Verschreibungsverhalten von Aromataseinhibitoren in der adjuvanten endokrinen Therapie des Mammakarzinoms – eine aktuelle Bestandsaufnahme unter Meinungsbildnern in Deutschland

2009 
INTRODUCTION: Aromatase inhibitors (AI) are an important therapeutic option for adjuvant endocrine therapy in postmenopausal breast cancer patients. Recently, important clinical randomized studies demonstrated the effectiveness of AI, leading to change in the recommendations issued by medical associations and consensus conferences with preference being given to the administration of AI compared to tamoxifen alone. METHODS: We conducted an anonymous survey of breast specialists on advisory boards to determine the prescription pattern of AI in Germany. Seventy-four physicians took part in the survey. RESULTS: 31 000 patients with breast cancer are treated annually in the institutions of the physicians surveyed. Adjuvant AI therapy for postmenopausal breast cancer was administered in 74 % of patients with national health insurance (NHI) and in 74 % of patients with private health insurance (PHI).

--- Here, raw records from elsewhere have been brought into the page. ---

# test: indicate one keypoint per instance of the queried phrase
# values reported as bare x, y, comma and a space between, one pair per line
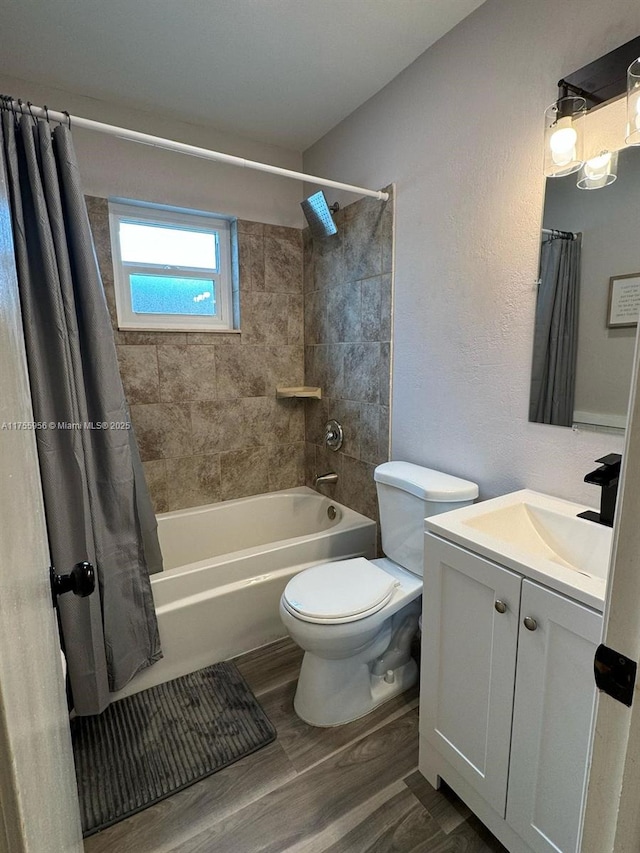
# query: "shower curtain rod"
183, 148
554, 232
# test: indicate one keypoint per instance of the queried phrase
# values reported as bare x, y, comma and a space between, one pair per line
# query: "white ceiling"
279, 71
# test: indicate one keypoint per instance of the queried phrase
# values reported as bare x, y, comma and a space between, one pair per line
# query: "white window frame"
148, 214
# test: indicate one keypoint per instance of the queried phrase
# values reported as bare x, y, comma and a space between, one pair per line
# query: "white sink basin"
537, 535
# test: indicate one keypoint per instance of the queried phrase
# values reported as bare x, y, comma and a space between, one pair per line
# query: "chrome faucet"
328, 479
606, 476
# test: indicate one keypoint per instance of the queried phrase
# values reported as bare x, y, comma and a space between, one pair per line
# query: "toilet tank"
407, 494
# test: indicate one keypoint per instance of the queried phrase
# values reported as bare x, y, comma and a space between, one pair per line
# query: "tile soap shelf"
299, 391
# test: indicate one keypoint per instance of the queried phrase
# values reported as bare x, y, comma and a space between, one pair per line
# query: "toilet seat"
339, 592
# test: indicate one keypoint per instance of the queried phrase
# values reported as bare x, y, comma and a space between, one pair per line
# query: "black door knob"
80, 581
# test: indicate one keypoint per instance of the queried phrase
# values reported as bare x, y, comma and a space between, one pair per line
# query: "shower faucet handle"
333, 435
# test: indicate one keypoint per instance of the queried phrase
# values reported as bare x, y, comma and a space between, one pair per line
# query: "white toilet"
355, 619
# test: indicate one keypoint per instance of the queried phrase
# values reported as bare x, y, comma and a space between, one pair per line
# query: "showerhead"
318, 214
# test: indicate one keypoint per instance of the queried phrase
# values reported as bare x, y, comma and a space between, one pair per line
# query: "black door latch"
615, 674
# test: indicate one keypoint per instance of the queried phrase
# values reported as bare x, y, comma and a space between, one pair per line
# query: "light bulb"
598, 167
563, 139
563, 143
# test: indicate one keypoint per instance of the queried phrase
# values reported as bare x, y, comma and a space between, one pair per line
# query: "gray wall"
460, 133
348, 290
203, 404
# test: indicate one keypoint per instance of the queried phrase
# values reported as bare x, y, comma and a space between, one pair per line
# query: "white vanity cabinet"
507, 697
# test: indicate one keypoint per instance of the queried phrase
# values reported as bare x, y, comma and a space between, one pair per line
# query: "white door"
552, 719
469, 627
38, 801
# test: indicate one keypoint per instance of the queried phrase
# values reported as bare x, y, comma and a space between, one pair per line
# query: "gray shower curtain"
553, 373
96, 501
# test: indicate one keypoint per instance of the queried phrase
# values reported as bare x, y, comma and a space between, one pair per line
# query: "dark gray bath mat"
152, 744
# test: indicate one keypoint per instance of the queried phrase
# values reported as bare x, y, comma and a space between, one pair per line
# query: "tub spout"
328, 479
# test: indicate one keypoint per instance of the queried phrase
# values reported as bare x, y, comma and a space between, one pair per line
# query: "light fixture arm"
564, 88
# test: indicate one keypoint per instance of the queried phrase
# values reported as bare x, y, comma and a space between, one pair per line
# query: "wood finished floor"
350, 789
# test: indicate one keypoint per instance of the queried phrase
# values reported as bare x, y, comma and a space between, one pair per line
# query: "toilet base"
366, 692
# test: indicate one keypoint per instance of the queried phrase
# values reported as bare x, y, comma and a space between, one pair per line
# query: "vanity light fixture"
564, 136
591, 86
633, 103
599, 171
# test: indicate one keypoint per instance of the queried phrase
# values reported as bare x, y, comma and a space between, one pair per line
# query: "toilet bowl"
356, 618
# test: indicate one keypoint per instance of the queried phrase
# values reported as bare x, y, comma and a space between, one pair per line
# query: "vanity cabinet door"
553, 711
469, 637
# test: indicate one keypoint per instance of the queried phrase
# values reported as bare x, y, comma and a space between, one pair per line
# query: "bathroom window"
172, 269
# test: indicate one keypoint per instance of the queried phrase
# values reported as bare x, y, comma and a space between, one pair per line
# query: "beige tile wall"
203, 404
347, 327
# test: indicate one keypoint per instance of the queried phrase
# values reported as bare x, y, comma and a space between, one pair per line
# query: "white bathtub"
226, 566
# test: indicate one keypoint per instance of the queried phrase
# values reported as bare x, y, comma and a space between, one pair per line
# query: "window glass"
163, 294
167, 246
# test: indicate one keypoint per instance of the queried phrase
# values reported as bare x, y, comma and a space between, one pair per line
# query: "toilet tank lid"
425, 483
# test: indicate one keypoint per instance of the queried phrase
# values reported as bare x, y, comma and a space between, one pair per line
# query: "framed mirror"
588, 300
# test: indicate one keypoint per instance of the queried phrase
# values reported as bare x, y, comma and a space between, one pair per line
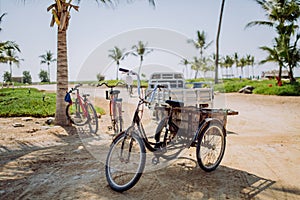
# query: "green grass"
23, 102
26, 102
266, 87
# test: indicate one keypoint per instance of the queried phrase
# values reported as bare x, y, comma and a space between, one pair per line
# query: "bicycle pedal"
155, 160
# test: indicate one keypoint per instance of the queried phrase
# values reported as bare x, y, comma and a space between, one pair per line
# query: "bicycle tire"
75, 114
123, 170
211, 146
93, 119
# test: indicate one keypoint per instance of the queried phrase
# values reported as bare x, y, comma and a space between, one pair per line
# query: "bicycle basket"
68, 98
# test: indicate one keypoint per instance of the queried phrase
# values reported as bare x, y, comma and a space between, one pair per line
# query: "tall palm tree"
12, 58
200, 43
4, 46
217, 41
196, 65
141, 50
1, 19
117, 55
60, 15
236, 61
227, 63
281, 15
47, 59
185, 62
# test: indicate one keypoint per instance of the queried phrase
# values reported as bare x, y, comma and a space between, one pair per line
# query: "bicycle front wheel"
93, 119
125, 162
211, 146
76, 114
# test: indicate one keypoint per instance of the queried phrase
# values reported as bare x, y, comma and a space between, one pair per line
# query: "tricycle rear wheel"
211, 146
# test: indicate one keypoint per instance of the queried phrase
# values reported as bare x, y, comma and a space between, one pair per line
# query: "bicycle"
81, 111
115, 106
126, 158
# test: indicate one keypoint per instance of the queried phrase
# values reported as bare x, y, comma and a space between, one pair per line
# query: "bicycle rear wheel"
211, 146
125, 162
75, 113
93, 119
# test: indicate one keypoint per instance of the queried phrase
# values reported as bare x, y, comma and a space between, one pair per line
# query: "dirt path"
261, 161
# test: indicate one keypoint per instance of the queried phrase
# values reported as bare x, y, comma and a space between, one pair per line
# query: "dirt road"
262, 159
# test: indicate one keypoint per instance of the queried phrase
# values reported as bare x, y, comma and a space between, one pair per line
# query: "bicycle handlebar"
112, 86
75, 88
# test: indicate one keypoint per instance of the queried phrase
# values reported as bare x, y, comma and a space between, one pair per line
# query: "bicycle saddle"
114, 92
175, 103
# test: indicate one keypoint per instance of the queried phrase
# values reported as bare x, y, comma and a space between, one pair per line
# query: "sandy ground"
262, 159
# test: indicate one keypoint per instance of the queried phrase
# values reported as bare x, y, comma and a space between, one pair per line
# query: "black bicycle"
204, 129
81, 111
115, 106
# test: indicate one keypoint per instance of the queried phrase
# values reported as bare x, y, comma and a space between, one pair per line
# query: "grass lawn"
21, 102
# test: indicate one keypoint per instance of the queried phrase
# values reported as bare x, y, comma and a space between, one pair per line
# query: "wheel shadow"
185, 180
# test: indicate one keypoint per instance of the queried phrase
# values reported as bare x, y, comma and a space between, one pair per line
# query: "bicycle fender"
205, 123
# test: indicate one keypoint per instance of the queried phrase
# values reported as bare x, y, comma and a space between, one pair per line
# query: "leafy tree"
47, 58
140, 50
185, 62
100, 77
61, 15
227, 62
117, 55
1, 19
11, 58
7, 77
27, 77
43, 75
282, 16
201, 44
217, 40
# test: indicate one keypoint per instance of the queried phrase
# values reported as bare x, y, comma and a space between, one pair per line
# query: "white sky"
95, 26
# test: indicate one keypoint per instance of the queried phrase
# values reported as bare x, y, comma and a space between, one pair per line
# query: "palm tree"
236, 61
4, 46
60, 15
185, 62
1, 19
227, 63
281, 15
12, 58
117, 55
47, 59
196, 65
200, 43
140, 50
250, 61
217, 41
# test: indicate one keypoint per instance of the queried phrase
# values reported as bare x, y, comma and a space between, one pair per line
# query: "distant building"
272, 74
17, 79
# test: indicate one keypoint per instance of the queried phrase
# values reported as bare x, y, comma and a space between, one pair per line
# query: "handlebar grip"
123, 70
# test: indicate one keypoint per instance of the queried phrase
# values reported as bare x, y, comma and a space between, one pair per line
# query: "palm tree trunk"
10, 66
62, 78
49, 73
217, 41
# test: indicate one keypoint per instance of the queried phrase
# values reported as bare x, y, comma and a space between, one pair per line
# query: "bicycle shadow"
185, 180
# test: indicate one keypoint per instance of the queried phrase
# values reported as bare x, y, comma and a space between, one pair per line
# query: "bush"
26, 102
266, 87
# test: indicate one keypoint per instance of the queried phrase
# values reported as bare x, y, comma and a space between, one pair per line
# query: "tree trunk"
291, 75
49, 73
62, 78
217, 42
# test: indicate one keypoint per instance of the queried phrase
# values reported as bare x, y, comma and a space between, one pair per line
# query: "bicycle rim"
76, 114
211, 147
125, 162
93, 119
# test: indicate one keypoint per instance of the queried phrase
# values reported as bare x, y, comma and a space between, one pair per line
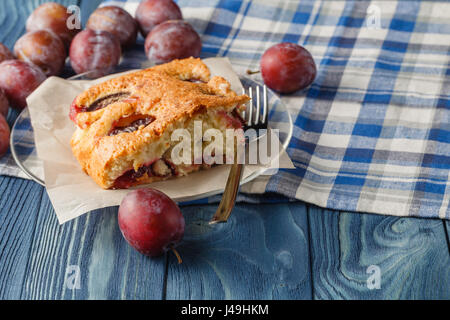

The regional prescription rates were as follows (for NHI/PHI): North: 71/77 %, East: 73/66 %, South: 76/76 %, West: 74/75 %, new federal states 73/65 %, old federal states 74/76 %. There were no statistically significant regional differences. In upfront therapy, 82 % of the surveyed doctors prescribe AI therapy with preference given to anastrozole and letrozole. In early sequence therapy, 90 % of the surveyed physicians opted for an AI, usually exemestane and anastrozole. In extended adjuvant therapy, 86 % of the surveyed doctors prescribed AI therapy with preference given to letrozole. There were no statistically significant differences. CONCLUSIONS: The prescription pattern of AI in Germany corresponds to the recommendations of medical societies and consensus conferences. Tamoxifen is no longer the gold standard in the adjuvant endocrine treatment of postmenopausal breast cancer patients and is increasingly replaced by AI administration.